# Tail Gate Feeder Question?



## reelbusy (Feb 7, 2008)

Any ideas on which brand of tailgate feeder to buy? I have an old square Texas Hunter with a wireless remote. Was thinking maybe about getting a new tailgate feeder which wasn't so heavy.

Any suggestions?

Thanks!


----------



## jtburf (May 26, 2004)

Academy has one for 99.00 its lighter than most and takes whole bag of corn.
http://www.academy.com/shop/pdp/for...29379?N=900177527&Ntt=tailgate+feeder&Ntk=All
John


----------



## grayson (Oct 21, 2011)

go to Bucees - best price on 100 lb tailgates - I have two of them -


----------



## BretE (Jan 24, 2008)

grayson said:


> go to Bucees - best price on 100 lb tailgates - I have two of them -


Hang on the tailgate like mine or go in the receiver?......and yep, I'm back home, no buck!

I'm on my 8th year on mine, gotta be a record!


----------



## CHARLIE (Jun 2, 2004)

Made mine goes in receiver hitch.


----------



## timd (Nov 5, 2006)

I bought one from Chas-Mac in Houston. It is good quality. Had I seen the one's I saw at Buccee's I would have bought it.


----------



## cwbycrshr (May 23, 2013)

I bought one of these about 8 years ago. I immediately beefed up the framing material with angle iron and welded a receiver hitch on it. I found it to be in the way on the back for the tailgate, so when I made new bumpers for my hunting truck I put a receiver hitch on the front bumper and that's where it stays. West Texas can beat anything up (Iv'e seen more than one twisted frame from rocking around out their) and this one has held up fine (but I don;t think it would have lasted a day without adding the angle iron).
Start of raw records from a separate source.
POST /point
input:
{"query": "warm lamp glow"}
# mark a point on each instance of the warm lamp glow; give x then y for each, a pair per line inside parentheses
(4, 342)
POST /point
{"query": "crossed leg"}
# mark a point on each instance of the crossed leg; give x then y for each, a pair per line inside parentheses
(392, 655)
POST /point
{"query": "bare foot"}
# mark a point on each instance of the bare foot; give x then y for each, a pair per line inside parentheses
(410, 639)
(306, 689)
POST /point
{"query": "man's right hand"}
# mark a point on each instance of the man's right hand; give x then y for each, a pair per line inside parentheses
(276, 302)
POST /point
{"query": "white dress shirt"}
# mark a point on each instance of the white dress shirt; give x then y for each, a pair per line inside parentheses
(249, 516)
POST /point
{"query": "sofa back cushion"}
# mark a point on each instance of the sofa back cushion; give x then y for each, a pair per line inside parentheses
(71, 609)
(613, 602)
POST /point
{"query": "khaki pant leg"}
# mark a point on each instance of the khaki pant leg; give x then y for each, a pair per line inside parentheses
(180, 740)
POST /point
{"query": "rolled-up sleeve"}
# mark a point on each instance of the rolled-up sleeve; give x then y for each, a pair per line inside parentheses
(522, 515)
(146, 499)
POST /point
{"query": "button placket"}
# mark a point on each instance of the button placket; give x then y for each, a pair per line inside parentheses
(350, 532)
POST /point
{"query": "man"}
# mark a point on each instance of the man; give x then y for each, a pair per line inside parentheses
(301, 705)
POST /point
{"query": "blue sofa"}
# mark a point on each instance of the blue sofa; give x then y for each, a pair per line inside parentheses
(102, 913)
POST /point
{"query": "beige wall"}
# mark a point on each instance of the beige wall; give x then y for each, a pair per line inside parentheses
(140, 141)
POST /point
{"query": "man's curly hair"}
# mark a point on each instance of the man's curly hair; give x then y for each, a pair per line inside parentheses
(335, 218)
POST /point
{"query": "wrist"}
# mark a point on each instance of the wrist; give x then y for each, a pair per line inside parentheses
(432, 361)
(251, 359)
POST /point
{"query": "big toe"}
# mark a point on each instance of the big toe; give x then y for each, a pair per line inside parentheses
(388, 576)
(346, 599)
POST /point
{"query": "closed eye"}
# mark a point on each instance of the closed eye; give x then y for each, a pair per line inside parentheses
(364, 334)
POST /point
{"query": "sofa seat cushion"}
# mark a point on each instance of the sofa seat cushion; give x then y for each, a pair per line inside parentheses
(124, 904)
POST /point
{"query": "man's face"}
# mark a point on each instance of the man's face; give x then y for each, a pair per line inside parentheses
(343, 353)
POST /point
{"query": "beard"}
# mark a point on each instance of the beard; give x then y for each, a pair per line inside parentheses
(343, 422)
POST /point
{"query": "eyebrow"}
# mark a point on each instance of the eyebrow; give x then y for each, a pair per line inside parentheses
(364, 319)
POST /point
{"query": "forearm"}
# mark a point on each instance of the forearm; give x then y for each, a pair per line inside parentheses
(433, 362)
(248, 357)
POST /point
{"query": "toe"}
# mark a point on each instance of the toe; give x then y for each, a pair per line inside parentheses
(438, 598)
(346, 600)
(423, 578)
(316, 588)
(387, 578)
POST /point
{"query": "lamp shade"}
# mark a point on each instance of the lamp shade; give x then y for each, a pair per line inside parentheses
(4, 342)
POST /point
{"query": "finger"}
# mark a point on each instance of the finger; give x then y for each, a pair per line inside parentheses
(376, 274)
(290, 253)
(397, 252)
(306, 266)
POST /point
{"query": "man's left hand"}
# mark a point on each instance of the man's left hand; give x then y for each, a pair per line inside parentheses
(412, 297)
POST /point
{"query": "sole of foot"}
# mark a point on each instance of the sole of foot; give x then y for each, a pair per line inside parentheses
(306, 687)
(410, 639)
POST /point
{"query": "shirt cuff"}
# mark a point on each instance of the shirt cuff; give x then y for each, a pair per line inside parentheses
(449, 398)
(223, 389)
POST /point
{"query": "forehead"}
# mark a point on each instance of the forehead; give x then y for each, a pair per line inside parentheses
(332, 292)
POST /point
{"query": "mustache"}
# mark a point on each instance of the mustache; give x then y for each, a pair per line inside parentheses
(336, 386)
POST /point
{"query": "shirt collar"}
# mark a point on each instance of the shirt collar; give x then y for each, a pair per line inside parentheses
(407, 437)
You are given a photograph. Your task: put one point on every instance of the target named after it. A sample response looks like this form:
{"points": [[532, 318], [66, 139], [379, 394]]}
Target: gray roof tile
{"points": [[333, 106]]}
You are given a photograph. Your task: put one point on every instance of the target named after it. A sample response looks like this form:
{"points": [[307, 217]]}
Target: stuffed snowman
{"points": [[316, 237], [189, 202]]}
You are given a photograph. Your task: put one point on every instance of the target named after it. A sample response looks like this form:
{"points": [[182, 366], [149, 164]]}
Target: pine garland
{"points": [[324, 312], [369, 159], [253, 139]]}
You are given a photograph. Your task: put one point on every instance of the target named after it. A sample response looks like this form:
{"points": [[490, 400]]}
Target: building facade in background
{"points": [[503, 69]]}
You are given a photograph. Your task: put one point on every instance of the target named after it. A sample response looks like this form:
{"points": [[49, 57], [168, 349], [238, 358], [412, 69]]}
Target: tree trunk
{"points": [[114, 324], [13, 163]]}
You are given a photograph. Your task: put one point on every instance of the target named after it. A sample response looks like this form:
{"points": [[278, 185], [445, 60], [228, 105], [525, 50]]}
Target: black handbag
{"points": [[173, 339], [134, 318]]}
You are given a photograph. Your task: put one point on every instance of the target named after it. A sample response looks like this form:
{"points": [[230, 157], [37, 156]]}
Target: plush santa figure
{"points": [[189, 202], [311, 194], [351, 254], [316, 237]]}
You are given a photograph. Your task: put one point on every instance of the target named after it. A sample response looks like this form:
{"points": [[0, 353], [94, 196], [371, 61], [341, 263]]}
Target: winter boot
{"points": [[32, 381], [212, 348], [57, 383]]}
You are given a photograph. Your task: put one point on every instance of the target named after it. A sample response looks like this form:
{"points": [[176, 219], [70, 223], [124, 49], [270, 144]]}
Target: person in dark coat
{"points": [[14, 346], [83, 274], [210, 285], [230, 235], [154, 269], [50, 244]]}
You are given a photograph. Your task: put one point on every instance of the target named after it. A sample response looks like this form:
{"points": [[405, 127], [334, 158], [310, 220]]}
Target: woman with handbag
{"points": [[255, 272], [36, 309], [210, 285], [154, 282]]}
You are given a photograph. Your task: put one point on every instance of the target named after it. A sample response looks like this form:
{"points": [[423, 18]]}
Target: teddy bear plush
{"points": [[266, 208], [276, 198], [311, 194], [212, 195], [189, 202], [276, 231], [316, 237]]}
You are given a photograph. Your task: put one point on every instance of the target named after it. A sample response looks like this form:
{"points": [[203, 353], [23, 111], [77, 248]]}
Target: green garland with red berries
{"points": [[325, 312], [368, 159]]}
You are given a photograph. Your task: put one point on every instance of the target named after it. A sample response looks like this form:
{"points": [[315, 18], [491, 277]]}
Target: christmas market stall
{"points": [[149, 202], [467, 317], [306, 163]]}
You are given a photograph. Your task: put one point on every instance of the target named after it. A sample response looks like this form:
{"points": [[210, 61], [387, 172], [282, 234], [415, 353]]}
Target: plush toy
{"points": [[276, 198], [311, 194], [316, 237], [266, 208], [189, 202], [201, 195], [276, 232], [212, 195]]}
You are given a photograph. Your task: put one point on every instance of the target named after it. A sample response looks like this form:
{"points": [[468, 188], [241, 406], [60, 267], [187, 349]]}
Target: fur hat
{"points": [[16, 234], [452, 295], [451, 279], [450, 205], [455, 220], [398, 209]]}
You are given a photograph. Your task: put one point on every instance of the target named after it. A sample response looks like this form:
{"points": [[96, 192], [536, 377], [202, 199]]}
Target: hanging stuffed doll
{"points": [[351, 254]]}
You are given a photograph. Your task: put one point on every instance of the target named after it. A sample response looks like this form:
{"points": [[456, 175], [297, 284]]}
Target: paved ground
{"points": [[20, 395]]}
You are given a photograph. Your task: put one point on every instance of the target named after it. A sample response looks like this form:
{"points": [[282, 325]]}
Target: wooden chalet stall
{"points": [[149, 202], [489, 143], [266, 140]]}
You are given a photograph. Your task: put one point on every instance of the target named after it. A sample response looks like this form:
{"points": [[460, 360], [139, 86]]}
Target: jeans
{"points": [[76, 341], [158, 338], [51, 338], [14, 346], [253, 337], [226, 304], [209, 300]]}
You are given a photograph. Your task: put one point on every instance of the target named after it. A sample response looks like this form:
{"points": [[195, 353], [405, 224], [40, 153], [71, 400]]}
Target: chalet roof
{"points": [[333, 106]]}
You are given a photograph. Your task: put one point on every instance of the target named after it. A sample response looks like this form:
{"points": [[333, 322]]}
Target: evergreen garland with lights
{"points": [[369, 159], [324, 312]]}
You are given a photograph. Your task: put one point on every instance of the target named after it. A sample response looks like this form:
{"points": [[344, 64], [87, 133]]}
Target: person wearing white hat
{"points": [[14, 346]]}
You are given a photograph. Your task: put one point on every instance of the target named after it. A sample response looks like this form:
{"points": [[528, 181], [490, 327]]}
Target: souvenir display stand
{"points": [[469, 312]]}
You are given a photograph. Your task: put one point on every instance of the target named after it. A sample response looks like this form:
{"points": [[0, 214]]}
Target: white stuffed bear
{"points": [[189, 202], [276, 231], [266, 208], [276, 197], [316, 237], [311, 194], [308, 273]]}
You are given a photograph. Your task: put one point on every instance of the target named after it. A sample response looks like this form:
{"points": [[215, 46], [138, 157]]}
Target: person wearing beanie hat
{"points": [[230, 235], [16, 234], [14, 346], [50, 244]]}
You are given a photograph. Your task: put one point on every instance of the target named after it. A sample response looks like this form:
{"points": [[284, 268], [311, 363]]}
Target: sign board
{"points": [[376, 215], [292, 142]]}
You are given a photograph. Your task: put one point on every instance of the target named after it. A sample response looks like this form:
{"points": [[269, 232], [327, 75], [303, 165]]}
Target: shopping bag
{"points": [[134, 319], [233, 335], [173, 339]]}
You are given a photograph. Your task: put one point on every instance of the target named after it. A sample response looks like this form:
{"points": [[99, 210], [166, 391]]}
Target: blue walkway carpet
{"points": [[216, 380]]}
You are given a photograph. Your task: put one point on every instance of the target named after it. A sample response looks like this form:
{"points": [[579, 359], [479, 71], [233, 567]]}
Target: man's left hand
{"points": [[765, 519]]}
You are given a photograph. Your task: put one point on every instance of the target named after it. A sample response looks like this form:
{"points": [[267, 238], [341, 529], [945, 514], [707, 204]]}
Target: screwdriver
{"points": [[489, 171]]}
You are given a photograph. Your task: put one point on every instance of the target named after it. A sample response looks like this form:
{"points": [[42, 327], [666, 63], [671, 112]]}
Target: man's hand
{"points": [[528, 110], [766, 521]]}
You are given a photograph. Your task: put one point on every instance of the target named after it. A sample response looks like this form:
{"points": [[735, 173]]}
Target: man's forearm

Wish it was remote...but the wires are long enough to go over the cab and come through the rear sliding glass, so it's not that big of a deal.

http://www.academy.com/shop/pdp/foreverlast-50-lb-tailgate-feeder/pid-29379?N=900177527&affcode=42&kwid=ps_cse&cid=PLA_012462206&ds_e_ad_type=pla&gclid=CjwKEAiAoJmlBRCxjKeizPHVs1ESJAC6cxjUNwyPDGodlJehTZ4UZs2QEKz0g1YW9lOQfjdAxfodxhoCAQPw_wcB&kwid=productads-plaid%5E82959123798-sku%5E012462206-adType%5EPLA-device%5Ec-adid%5E51684504318 $99.00 and I think I paid closer to $75 at the time.


----------



## Charles Helm (Oct 22, 2004)

I have had two, got tired of the one that blocked the tailgate and got a Lamco low profile so I could open the tailgate without removing the feeder. It hung down a bit and the plate that protects the spinner would hit a rock now and then, but I liked it. Sold it along with the truck. Probably should have hung onto both.


----------



## Slimshady (Jan 11, 2005)

Whatever you get, make sure it has the spring spinner plate. Lamco's are very nice and low profile.

http://www.lamcofeeders.com/products/details/50-lb.-road-feeder


----------



## captMike (Jan 30, 2006)

*tail gate feeders*

I have heard of several people having problems with the chaff in aluminum radiators, the chaff build up and will corrode the radiators, just food for thought.


----------



## TXDRAKE (Jun 24, 2004)

Another vote for Lamco low Profile!!


----------